Lions Gate distributes a mix of teen, urban, genre, art-house and franchise movies, many of them acquired at film festivals and well-suited to the grassroots and guerrilla marketing in which Mr. Hegeman specializes.

Terse statement
The studio released a terse statement, and executives there wouldn’t comment further. “Lions Gate has accepted John Hegeman’s resignation. We wish him well in his future endeavors.”

Mr. Hegeman is expected to leave within days. He did not return calls for comment.

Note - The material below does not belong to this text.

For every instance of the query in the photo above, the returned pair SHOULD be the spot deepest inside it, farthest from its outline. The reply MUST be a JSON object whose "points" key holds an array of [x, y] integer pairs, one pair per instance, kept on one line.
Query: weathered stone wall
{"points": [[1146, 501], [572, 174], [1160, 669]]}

With his resignation, Mr. Hegeman becomes the second top studio marketer to step down within the last week, though under different circumstances. Columbia TriStar Motion Picture Group’s head of marketing, Geoffrey Ammer, recently resigned on the heels of a string of disappointing openings, including “Rent” and “Zathura.” Sony has struggled this year, particularly in summer, with expensive duds like “Bewitched,” “XXX: State of the Union” and “Stealth.”

'Blair Witch'
Mr. Hegeman became well-known in marketing circles for his deft handling at Artisan Entertainment of the Internet-centric campaign for “The Blair Witch Project.” The $60,000 movie, shot with handheld cameras in a grainy cinema verite style, pulled in a stunning $140 million in the U.S. and another $110 million internationally.

It’s a challenge to market such low-budget independent fare with minuscule marketing budgets compared to the major studios. Independent Lions Gate spends $1.5 million to $15 million to market its films, while large competitors routinely spend tens of millions.

Targeting a specific audience of taste-makers is the key to success. If a studio marketer can establish a conversation early in the process, the influencers will do a lot of the legwork and take ownership of the movie. “We want them to feel that the success of the picture is just as much about their effort and support as the studio’s,” Mr. Hegeman said this summer.